Why it's important to be honest on a car loan application

If a tree falls in an abandoned forest, does it really make a sound?

We've all heard some variation of this question before. Underneath the nature-specific language, however, is a more universal conundrum: if no one is aware of something, can it really be said to have happened at all?

Dissenting philosophers can go back and forth on that one for years and never really get anywhere, but for our purposes, the thought experiment actually has more practical real-life parables.

One of them is the act of lying on a car loan application, something that people do all the time in order to secure loans and terms that otherwise wouldn't be available to them. In this analogy, the lie(s) is like the tree falling and everyone besides the applicant is like the humans who are conceivably within proximity of the forest. If the lie is told but never gets discovered, then it is (outwardly) as if no dishonesty has taken place.
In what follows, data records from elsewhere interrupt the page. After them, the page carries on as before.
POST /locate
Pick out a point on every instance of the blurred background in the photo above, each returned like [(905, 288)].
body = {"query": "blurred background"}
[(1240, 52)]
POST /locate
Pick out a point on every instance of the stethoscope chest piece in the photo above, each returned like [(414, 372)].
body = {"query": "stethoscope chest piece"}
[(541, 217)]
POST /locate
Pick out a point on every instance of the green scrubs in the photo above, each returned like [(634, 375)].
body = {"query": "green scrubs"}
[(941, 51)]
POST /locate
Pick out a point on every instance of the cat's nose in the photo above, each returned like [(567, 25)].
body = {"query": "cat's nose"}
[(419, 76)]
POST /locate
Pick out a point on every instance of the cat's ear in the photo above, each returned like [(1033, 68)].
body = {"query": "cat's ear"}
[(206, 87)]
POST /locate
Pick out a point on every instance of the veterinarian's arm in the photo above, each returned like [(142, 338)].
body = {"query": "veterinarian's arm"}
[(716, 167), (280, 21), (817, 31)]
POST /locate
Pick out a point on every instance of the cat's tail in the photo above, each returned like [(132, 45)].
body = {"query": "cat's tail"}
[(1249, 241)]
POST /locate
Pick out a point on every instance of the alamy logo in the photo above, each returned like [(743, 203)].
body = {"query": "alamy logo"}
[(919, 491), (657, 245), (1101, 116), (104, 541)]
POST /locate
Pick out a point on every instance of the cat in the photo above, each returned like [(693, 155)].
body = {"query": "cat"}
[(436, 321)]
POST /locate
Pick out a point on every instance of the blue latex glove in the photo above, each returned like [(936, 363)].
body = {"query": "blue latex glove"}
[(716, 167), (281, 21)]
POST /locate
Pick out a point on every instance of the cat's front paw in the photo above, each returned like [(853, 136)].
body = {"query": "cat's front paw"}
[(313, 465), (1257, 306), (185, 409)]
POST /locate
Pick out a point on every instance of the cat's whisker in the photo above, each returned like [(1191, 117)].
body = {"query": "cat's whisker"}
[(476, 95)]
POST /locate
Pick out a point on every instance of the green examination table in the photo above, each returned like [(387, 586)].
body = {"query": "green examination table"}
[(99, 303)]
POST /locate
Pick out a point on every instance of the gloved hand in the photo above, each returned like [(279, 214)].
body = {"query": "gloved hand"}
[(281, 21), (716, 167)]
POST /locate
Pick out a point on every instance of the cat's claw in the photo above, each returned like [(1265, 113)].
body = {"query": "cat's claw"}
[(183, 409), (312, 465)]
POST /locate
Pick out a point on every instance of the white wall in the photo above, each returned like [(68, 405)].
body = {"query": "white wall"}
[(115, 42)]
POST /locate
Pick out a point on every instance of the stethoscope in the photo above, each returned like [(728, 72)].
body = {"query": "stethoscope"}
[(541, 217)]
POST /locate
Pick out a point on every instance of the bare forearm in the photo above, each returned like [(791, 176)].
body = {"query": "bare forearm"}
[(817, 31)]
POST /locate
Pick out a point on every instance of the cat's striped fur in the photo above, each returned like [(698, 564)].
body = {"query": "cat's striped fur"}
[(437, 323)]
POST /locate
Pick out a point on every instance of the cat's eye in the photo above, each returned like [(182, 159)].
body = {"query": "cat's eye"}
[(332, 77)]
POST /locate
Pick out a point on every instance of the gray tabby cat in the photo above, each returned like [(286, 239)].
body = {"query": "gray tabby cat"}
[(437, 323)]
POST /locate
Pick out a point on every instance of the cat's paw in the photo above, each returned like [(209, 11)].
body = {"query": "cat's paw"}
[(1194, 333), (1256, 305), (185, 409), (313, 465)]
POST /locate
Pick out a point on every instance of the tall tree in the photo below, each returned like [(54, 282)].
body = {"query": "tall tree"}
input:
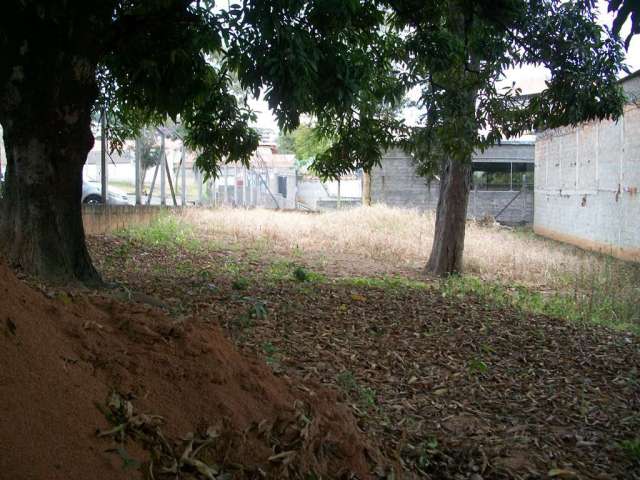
[(455, 52), (144, 61), (465, 111)]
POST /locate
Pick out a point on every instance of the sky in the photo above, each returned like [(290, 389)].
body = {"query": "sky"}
[(529, 78)]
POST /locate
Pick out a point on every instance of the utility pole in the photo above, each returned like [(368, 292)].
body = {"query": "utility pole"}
[(103, 157)]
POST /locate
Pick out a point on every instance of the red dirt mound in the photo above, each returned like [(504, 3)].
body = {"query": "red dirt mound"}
[(61, 357)]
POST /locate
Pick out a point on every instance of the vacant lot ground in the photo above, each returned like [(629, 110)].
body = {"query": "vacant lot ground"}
[(468, 378)]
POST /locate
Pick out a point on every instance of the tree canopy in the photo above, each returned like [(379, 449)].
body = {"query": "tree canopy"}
[(346, 63)]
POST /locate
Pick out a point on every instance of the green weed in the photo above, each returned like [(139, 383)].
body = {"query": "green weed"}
[(597, 306), (632, 449), (386, 283), (240, 283), (166, 231)]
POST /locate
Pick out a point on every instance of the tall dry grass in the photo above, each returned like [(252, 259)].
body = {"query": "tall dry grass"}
[(404, 237)]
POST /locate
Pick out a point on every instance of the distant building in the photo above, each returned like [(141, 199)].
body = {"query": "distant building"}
[(587, 182), (502, 184)]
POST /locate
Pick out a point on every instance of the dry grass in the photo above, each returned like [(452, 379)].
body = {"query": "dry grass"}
[(404, 237)]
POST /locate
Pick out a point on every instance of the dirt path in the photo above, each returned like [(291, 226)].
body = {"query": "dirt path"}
[(453, 387)]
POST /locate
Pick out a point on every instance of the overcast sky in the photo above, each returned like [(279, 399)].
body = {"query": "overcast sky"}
[(529, 79)]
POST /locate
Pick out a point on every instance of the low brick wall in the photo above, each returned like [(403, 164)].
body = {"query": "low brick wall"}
[(101, 219)]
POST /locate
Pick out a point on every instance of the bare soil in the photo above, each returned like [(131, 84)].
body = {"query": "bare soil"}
[(451, 387), (63, 353)]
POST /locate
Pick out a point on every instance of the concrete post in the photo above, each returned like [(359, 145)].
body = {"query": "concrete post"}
[(183, 185), (104, 174), (163, 174), (225, 193), (138, 179), (235, 185)]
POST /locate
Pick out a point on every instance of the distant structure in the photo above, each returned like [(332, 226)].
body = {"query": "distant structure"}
[(502, 185), (587, 182)]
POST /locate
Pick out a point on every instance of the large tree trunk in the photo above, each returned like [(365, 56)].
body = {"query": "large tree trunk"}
[(451, 216), (47, 133)]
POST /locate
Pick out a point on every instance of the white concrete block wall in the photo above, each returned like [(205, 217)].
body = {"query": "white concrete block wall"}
[(396, 183), (587, 185)]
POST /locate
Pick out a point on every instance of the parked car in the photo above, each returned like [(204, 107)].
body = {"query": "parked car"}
[(92, 194)]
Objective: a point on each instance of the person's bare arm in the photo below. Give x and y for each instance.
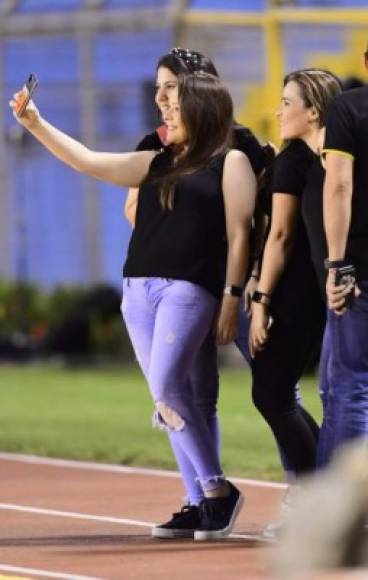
(239, 188)
(285, 213)
(123, 169)
(337, 198)
(130, 206)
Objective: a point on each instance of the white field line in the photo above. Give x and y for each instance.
(44, 573)
(69, 463)
(75, 515)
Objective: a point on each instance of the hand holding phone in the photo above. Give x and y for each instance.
(26, 94)
(346, 276)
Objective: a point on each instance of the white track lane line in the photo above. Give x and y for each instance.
(109, 519)
(75, 515)
(69, 463)
(44, 573)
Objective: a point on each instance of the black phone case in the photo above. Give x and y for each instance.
(31, 84)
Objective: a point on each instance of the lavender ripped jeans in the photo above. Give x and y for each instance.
(168, 322)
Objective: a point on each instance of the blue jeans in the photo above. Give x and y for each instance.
(344, 377)
(168, 321)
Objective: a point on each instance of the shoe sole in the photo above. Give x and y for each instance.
(164, 534)
(224, 532)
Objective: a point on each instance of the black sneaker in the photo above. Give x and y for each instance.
(181, 525)
(218, 515)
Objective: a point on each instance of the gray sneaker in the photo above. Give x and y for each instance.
(274, 530)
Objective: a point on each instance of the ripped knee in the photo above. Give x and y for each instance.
(166, 417)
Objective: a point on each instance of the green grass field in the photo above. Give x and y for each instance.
(105, 415)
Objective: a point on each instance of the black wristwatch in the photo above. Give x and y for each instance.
(261, 298)
(331, 264)
(233, 291)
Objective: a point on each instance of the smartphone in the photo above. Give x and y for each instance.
(30, 86)
(343, 277)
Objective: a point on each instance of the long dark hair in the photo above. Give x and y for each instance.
(206, 111)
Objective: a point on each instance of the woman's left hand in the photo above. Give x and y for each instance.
(227, 323)
(250, 287)
(260, 325)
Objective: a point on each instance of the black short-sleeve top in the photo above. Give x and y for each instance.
(297, 289)
(347, 134)
(187, 242)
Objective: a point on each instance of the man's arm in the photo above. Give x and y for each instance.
(337, 196)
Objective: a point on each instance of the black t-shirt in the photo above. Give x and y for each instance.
(297, 293)
(347, 132)
(188, 242)
(312, 213)
(244, 141)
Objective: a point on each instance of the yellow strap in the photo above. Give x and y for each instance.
(344, 153)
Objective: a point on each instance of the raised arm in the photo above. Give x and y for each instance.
(239, 188)
(130, 206)
(122, 169)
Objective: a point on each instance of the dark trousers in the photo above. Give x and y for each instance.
(344, 377)
(276, 370)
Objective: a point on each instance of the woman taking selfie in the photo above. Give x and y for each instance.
(174, 289)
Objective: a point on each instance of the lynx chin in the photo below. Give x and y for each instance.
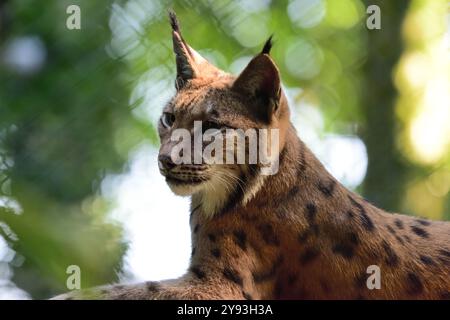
(295, 234)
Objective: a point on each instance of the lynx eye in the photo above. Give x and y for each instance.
(211, 125)
(167, 119)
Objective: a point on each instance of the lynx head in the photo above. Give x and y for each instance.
(219, 102)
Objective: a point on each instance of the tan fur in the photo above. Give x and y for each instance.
(298, 234)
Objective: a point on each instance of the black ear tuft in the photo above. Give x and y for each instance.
(174, 21)
(267, 45)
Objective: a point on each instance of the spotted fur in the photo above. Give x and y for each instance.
(298, 234)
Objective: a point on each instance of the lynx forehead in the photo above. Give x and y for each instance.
(297, 234)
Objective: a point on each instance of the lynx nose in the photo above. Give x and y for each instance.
(165, 162)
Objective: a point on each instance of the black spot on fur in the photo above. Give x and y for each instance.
(365, 219)
(291, 279)
(293, 192)
(216, 253)
(398, 223)
(197, 226)
(152, 286)
(240, 238)
(353, 238)
(444, 256)
(267, 45)
(233, 276)
(247, 296)
(303, 236)
(193, 211)
(309, 255)
(350, 214)
(390, 229)
(361, 280)
(427, 260)
(325, 286)
(315, 229)
(423, 222)
(311, 212)
(269, 274)
(197, 272)
(327, 190)
(414, 284)
(400, 240)
(391, 257)
(344, 249)
(268, 234)
(302, 160)
(420, 232)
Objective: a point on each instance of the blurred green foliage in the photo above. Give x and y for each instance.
(66, 126)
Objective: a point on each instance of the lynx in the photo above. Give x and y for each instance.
(296, 234)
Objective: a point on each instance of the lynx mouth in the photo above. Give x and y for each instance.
(188, 181)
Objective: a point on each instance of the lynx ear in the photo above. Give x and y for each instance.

People use this rationale all the time to justify acts of dishonesty—application-based or otherwise. If their lying is inconsequential enough to go unnoticed, then they can talk themselves into it being acceptable behaviour (and might just get away with it).

But lies can also have serious consequences. Right off the bat, let's get to the most serious one of all.

Federal fraud charges

In a lot of people's eyes, lying on a car loan application is just a harmless bit of fiction that allows them the qualify for the loan they deserve. But in the eyes of the Canadian Criminal Code, it is considered to be fraud.

Fraud charges in Canada are categorized based on the value of the fraudulent money. An offence where the value was under $5,000 will carry a maximum prison sentence of two years, while offences of any greater financial consequence could lead to up to 14 years in prison.

Depending on the situation and the severity of the lie(s), a lender who is misled by a borrower and finds out about it may not actually choose to pursue criminal charges (if payments are made on time, it may never find out). But if a borrower has caused the lender an enormous headache or has defaulted on the loan altogether, then it is very likely that the lender will take legal action.

Jeopardizes future financial credibility

If someone is charged with fraud, it will obviously stick with them and hurt their credibility going forward. However, not everyone is aware that dishonesty could also stick on a person's record even if it doesn't lead to a criminal charge.

First of all, the discovery of a borrower lying on their application is likely to be accompanied by a failure on the part of that borrower to make their payments. This means that their credit rating will fall as a result of them lying and trying to bite off more than they could chew. People checking your credit will take note.

But beyond that, there's also the fact that lenders have private means of sharing information with each other about borrowers. A low credit score is one thing, but it could be attributed to lots of stuff. If a lender is given insider information that a borrower has been dishonest with lenders in the past, then it further decreases the chances of them reaching a loan agreement.